De verborgen behoeften van de predikant
Een predikant heeft een stevig ego nodig, stelt Theo Witkamp. Wat zijn de valkuilen die haar of hem onvrij kunnen maken in het werk?
Het predikantschap is een mooi vak, maar de verkeerde mensen worden het.’ Dit schreef de godsdienstpsycholoog Rein Nauta ooit. Hij bedoelde daarmee dat er nogal wat predikanten zijn die in hun werk hun eigen verborgen psychische behoeften bevredigen. Daardoor zijn ze te onvrij om het beroep met vrucht te kunnen uitoefenen. Waar gaat het dan om?
Eenzaamheid en uitverkiezing
Er zijn bijvoorbeeld nogal wat predikanten die vroeger op school gepest zijn. Ze kennen de ervaring van apart te staan, van afzijdigheid en isolement. Het ambt kan dan functioneren als een bijzondere uitverkiezing die (vaak onbewust) beleefd wordt in direct vervolg op hetzelfde gevoel van vroeger van apart te staan.

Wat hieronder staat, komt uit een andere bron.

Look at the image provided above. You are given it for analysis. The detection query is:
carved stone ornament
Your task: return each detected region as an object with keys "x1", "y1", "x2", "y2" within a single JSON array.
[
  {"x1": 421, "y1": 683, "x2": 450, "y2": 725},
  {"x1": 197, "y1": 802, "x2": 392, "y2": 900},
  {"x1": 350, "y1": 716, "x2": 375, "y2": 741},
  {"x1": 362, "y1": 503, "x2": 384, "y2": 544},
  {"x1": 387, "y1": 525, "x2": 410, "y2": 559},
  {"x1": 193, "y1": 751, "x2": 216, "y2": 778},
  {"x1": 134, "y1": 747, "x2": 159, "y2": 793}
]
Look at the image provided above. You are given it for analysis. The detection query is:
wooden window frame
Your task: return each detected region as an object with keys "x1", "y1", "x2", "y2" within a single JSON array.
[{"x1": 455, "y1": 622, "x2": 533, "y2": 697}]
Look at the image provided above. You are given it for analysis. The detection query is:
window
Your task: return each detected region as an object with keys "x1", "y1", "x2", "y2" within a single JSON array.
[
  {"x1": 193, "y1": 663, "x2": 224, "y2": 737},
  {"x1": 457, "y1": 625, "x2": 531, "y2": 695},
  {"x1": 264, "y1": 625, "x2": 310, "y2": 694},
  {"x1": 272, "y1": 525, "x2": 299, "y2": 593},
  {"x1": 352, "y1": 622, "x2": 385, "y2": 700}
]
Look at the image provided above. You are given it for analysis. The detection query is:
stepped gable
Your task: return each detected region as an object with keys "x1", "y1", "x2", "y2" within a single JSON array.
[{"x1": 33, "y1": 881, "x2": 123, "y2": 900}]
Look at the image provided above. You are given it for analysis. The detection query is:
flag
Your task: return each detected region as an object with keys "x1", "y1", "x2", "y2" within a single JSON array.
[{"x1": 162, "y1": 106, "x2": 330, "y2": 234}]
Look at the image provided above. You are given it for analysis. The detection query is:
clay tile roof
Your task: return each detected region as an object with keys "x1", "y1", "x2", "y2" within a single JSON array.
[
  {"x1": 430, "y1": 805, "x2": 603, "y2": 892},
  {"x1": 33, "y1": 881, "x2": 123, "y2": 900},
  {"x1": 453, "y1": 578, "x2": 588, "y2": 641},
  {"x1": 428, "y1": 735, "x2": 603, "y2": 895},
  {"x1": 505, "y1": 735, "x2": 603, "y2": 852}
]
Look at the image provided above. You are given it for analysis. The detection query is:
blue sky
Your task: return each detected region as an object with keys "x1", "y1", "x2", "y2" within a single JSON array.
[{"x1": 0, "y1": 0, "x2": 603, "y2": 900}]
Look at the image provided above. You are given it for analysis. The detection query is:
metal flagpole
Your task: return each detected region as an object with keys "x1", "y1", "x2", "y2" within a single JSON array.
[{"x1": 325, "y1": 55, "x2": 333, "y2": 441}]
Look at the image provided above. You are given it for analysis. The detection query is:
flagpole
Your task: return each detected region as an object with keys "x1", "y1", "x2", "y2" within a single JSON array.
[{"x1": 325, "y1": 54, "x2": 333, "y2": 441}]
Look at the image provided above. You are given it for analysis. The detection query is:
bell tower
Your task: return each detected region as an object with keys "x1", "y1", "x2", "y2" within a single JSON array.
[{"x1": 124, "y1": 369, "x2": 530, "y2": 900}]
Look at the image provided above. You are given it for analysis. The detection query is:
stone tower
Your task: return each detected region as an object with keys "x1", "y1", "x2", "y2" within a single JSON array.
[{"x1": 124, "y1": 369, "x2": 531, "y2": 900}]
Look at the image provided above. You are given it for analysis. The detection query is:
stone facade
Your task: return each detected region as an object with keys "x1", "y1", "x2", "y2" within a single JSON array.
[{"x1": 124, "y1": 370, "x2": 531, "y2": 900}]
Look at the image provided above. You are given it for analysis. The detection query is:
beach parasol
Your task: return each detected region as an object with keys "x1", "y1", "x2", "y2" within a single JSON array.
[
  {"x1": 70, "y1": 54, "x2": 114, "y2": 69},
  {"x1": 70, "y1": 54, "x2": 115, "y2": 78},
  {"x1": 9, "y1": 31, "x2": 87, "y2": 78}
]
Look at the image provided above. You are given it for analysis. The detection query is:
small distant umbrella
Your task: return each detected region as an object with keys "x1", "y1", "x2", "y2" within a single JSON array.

Het ambt versterkt de aparte status en het oude emotionele tekort wordt omgezet in overvloed. De eenzaamheid van het schoolplein wordt getransformeerd tot de bestemming van het bestaan.
Dienstbaarheid en waardering
Een ander voorbeeld. Onder predikanten (net zoals trouwens onder andere hulpverleners) komen nogal wat mensen voor die zelf vroeger emotioneel tekortgekomen zijn, thuis of elders. Denk aan parentificatie. Met parentificatie wordt bedoeld dat een kind op oneigenlijke wijze verantwoordelijk wordt (gemaakt) voor het welbevinden van de ouders. Kinderen nemen dan te snel te veel taken van de ouders over.
Het kind wordt zo te snel oud en komt zelf emotioneel tekort. Dit kan soms niet te voorkomen zijn, zoals wanneer een van de ouders overlijdt, maar het heeft wel een prijs. Het kan namelijk een impact hebben op de hechting en de verhouding tot de ander bepalen. Het is wat men wel noemt het drama van het begaafde kind (Alice Miller).
Minderwaardig zondaar maar toch een die Gods woord spreekt
Het kind voelt de behoeften van de ouders (moeder / vader) aan en schuift de eigen behoeften opzij om aan die van haar of hem te voldoen. Dit patroon kan zich heel gemakkelijk herhalen in het werk van predikant.
Door anderen te helpen stapt deze in een patroon dat zij of hij kent en hoopt stilletjes zo veel waardering te ontvangen dat het emotionele tekort opgevuld wordt.
Het zijn mensen met een grote inzet, ze willen helpen zonder duidelijke afgrenzing en ze vertonen aangepast gedrag (iedereen te vriend willen houden). Ze zijn sterk in bemiddelen waarbij ze zelf op de achtergrond kunnen blijven, maar ook kwetsbaar bij conflicten. Want oude angsten en mechanismen steken gemakkelijk de kop op, zoals: ik moet extra hard werken (dienen) om te verdienen dat ze me accepteren. Echt leiderschap, waarbij men emotioneel sterk in eigen schoenen moet staan, is moeilijk.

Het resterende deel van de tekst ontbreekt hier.